The Institute of Medicine rejected “a causal relationship between thimerosal vaccines and autism” in 2004. However, because a formula-fed infant who received multiple vaccines on a single day might potentially be exposed to a level of mercury higher than the EPA guideline (but falling below the FDA or WHO guidelines), it was decided where possible to remove thimerosal from all vaccines routinely given to infants and children (except the inactivated influenza vaccine) in the United States. As explained above, this is not because it was shown to cause autism. It was because alternative preservatives are available and because the risk of contamination is less now that single dose vials of vaccine are used rather than multiple dose vials.

Measles, mumps, rubella (MMR) vaccine and autism
There has also been considerable interest in the theory that the MMR vaccine causes autism. Vaccines given at 15 to18 months of age are particularly likely to be associated in parents’ minds with the development of autism because it is often after this age that signs become obvious. This fear was exaggerated in 1998 after the journal Lancet published the Wakefield study of 12 children (eight with autism) who had intestinal complaints and developed autism within one month of receiving MMR vaccine. The authors suspected that MMR caused intestinal inflammation, which than allowed proteins to enter the bloodstream and pass to the brain causing autism. However, this theory was flawed because in all eight patients with autism the signs of autism occurred before the symptoms of intestinal inflammation.

To prove a causal relationship, the authors should have studied the incidence of autism in unvaccinated children, and this was not done. A follow-up paper published in 2002 by Wakefield and colleagues also was flawed for this reason.
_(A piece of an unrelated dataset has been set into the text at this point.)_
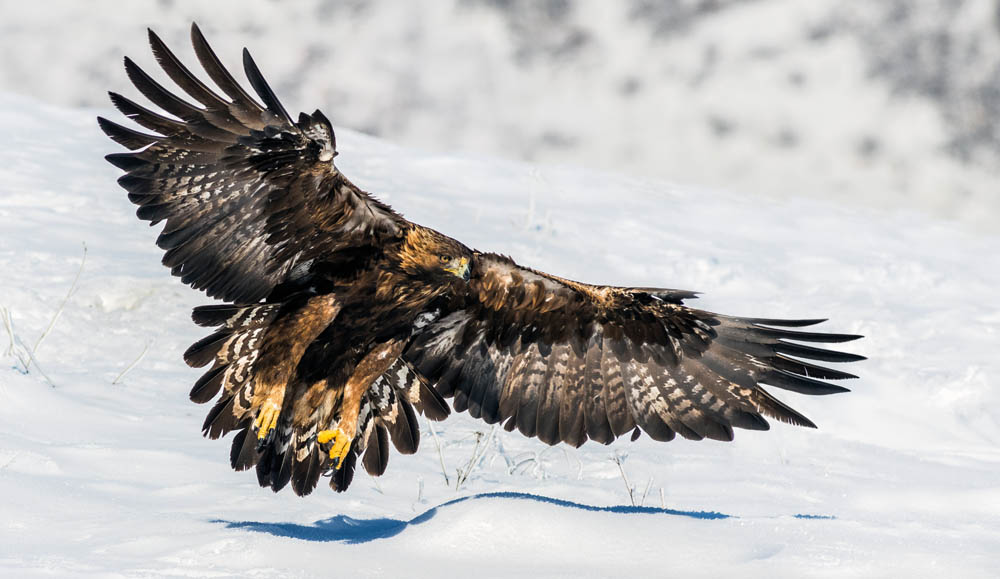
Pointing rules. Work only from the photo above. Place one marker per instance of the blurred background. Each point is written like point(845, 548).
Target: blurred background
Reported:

Ten of the authors of the original 1998 paper, the hospital the patients attended and the Lancet have disassociated themselves from the original study suggesting that MMR caused autism.
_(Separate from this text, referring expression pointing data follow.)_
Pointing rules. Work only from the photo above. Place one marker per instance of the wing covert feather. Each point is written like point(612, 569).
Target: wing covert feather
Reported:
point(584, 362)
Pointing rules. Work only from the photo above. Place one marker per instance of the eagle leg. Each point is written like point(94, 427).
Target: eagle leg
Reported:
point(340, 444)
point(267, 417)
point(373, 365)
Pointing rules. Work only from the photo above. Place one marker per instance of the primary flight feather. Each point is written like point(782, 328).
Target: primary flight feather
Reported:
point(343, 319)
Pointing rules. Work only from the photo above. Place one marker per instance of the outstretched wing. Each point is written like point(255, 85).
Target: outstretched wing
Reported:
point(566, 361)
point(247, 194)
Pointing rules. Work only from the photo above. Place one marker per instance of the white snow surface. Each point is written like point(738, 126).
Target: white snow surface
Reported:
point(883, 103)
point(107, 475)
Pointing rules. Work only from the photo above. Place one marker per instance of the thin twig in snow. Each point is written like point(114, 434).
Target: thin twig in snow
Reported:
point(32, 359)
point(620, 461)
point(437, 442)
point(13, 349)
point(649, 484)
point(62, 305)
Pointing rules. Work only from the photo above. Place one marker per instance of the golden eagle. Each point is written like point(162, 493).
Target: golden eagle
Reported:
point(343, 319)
Large, well-controlled studies have been performed in the United States, United Kingdom and Denmark over long periods of time to examine the incidence of autism in children who did and did not receive the MMR vaccine. The incidence of autism did not increase in vaccinated children in any of these studies. The Institute of Medicine in 2004 rejected “a causal relationship between the MMR vaccine and autism."

However, the damage done by the MMR “scare” in 1998 was sufficient to cause vaccine rates to fall, which then led to outbreaks of measles, mumps and rubella in Britain and other countries in Western Europe.

Summary
While there is understandable anxiety as to the cause of autism in children, it is important to remember that the available evidence points to it being a genetic disorder or caused by some insult to the fetus early in pregnancy. Signs of autism become more obvious around the time that infants have completed their primary vaccination series; however, studies have shown that subtle signs of the disorder clearly occur before vaccination begins. Fears that thimerosal or MMR vaccine could cause autism have proven unfounded in repeated large-scale studies in many countries throughout the world. There is no evidence that vaccines cause autism.